Nella diversità dei tempi essa viene alimentata da una tradizione ininterrotta di contenuti e anche di linguaggio, che non ammette discontinuità drastiche e rivoluzionarie, pena la perdita dell’identità.
È lecito almeno nutrire qualche perplessità di fronte a un teologo che sia persuaso di proporre dottrine teologiche inusitate e singolari, mai insegnate prima di lui.
Non per questo, tuttavia, la teologia è destinata a una pura ripetizione.
La storia stessa della teologia mostra quanto, senza spezzare la continuità, essa si sia variamente e anche profondamente rinnovata: ma non per aver in certo modo occultato o disatteso il mistero; al contrario, per averlo lasciato emergere con più forza e coerenza.
La teologia non si lascia impressionare e condizionare dal mito del divenire e del progresso, consapevole com’è che essa è nata e di continuo rinasce dalle risorse inesauste e immodificabili della rivelazione divina che si è compiuta e non si logora, dalla comunione con la Parola di Dio, antica e sempre nuova.
È anche vero che al rinnovamento della teologia può concorrere una nuova filosofia, ma a condizione che essa offra, per così dire, uno spazio più aperto alla prevalenza e all’intelligenza del mistero e che venga esercitata all’interno dell'”intelletto della fede”.
È significativo che il geniale storico della teologia medievale, Marie-Dominique Chenu, affermi che “non è l’ingresso di Aristotele a determinare il pensiero di san Tommaso, così come non è la rinascita dell’Antichità a costituire la teologia del secolo XIII”.

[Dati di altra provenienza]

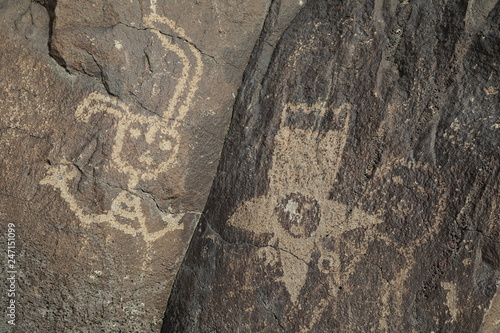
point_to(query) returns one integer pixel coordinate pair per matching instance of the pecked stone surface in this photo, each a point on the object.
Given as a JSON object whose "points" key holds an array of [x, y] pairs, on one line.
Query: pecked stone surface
{"points": [[112, 120], [358, 188]]}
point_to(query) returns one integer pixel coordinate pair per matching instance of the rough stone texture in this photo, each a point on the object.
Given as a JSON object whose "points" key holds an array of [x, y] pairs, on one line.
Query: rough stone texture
{"points": [[358, 188], [112, 119]]}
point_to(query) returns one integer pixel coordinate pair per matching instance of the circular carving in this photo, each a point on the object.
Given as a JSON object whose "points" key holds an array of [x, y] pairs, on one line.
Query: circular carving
{"points": [[298, 214]]}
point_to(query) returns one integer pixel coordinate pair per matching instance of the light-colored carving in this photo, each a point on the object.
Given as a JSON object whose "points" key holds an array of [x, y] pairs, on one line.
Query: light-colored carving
{"points": [[144, 146], [300, 159]]}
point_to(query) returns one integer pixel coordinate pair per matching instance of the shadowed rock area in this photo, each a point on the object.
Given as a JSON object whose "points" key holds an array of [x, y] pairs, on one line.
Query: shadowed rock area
{"points": [[112, 120], [358, 188]]}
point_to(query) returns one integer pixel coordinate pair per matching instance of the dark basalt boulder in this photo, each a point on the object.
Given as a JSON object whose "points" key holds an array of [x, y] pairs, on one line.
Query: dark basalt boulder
{"points": [[358, 188]]}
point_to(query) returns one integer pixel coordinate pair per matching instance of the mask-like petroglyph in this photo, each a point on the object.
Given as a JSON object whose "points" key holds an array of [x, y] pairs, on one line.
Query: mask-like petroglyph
{"points": [[143, 147], [297, 210]]}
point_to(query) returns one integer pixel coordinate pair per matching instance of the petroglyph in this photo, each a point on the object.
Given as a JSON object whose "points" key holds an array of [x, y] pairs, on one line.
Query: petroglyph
{"points": [[143, 147], [296, 210]]}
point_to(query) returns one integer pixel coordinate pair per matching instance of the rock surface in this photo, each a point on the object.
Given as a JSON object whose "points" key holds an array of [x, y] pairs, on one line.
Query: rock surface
{"points": [[112, 120], [358, 188]]}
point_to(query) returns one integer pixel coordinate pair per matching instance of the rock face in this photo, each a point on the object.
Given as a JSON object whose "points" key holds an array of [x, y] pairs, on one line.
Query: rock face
{"points": [[112, 121], [358, 188]]}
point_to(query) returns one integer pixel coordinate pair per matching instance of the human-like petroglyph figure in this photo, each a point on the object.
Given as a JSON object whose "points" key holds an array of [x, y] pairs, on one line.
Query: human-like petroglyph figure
{"points": [[144, 146], [297, 210]]}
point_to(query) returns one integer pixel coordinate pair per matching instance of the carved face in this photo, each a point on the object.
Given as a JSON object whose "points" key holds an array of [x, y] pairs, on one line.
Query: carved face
{"points": [[143, 147]]}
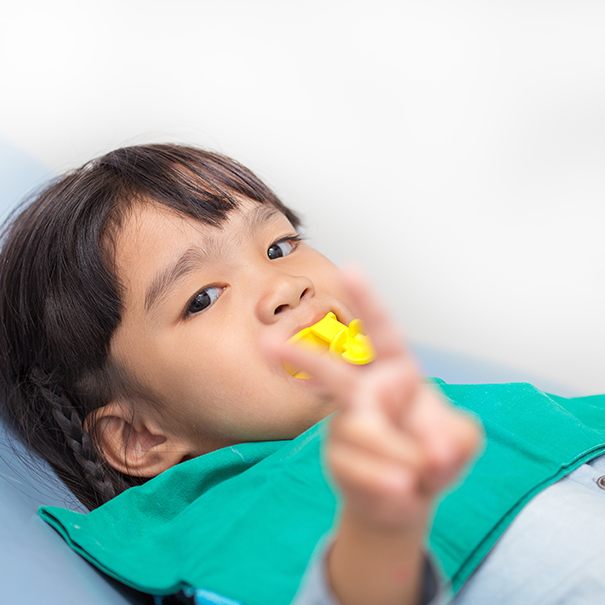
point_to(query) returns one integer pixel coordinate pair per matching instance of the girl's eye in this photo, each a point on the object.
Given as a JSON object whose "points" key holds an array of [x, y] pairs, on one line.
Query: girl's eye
{"points": [[202, 300], [275, 251]]}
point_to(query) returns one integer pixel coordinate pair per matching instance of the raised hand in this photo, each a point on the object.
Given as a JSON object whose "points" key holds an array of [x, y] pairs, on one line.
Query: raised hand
{"points": [[395, 441]]}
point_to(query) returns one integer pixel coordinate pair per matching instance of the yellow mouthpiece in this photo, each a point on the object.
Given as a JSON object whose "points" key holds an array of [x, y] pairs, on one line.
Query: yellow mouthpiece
{"points": [[329, 334]]}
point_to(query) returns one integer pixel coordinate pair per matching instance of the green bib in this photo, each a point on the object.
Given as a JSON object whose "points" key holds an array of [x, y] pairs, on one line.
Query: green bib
{"points": [[244, 521]]}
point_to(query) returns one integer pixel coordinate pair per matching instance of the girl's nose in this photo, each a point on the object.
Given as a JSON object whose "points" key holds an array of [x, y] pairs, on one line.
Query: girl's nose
{"points": [[283, 292]]}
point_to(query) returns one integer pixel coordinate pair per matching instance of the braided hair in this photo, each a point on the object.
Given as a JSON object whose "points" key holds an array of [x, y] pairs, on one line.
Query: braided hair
{"points": [[61, 300]]}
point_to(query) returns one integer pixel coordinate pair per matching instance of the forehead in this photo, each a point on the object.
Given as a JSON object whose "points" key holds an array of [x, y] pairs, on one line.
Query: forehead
{"points": [[153, 236]]}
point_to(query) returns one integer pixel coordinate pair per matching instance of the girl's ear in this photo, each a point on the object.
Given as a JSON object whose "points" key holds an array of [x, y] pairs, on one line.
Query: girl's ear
{"points": [[137, 447]]}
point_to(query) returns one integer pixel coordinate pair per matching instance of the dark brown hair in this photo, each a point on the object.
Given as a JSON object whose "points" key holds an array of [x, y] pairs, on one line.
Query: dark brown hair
{"points": [[60, 298]]}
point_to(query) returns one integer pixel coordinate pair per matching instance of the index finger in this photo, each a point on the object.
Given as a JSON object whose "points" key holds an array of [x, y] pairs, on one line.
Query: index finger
{"points": [[376, 322]]}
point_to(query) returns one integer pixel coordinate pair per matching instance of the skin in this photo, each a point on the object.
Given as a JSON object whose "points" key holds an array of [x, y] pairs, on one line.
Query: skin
{"points": [[394, 444], [188, 365]]}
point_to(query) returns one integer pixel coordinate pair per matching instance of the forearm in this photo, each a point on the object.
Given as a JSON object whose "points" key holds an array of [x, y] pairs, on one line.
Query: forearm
{"points": [[379, 567]]}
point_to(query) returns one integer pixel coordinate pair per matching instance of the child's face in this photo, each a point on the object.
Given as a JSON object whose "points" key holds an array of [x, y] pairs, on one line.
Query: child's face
{"points": [[217, 386]]}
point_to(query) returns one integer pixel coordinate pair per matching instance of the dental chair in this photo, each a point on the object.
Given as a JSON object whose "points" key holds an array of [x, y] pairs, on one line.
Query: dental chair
{"points": [[36, 565]]}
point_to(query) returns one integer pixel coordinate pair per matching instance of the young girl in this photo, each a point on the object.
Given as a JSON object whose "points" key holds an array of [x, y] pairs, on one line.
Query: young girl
{"points": [[146, 301]]}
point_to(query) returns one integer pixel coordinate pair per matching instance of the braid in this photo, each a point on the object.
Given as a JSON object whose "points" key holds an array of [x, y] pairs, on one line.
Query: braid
{"points": [[78, 440]]}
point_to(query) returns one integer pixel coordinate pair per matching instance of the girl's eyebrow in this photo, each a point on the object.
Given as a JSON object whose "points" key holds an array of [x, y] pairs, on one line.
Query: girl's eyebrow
{"points": [[193, 256]]}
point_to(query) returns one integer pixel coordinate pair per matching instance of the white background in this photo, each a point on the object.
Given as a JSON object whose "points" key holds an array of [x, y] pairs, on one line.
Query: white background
{"points": [[455, 150]]}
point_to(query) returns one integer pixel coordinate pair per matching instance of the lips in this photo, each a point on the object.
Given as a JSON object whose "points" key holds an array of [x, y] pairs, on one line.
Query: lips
{"points": [[315, 318]]}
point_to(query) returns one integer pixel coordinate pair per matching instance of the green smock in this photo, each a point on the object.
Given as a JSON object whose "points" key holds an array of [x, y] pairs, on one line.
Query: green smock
{"points": [[244, 521]]}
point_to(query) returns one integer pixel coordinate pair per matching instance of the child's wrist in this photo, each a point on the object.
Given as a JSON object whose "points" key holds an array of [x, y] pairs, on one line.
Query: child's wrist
{"points": [[379, 535], [364, 526]]}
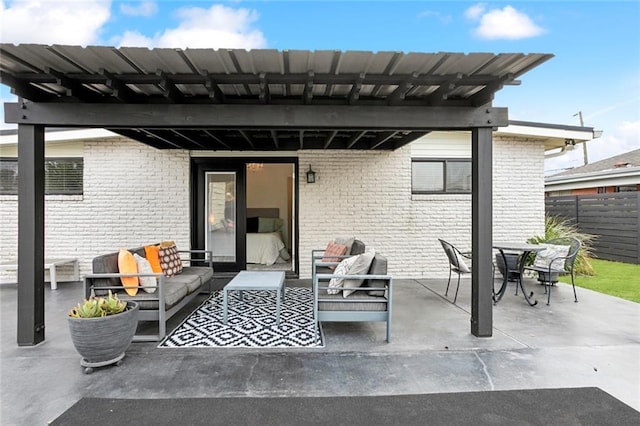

Questa rinascita ne rappresenta soltanto una componente di rinnovamento: il suo impulso e il suo incremento sono assegnati all'”evangelismo”, come egli lo chiama.
Senza dire che non potrà mai essere la filosofia a giudicare la validità di una teologia: questo giudizio spetta solo alla Parola di Dio, mentre la stessa teologia potrà giudicare la pertinenza o meno di una filosofia a concorrere all’intelligenza della fede.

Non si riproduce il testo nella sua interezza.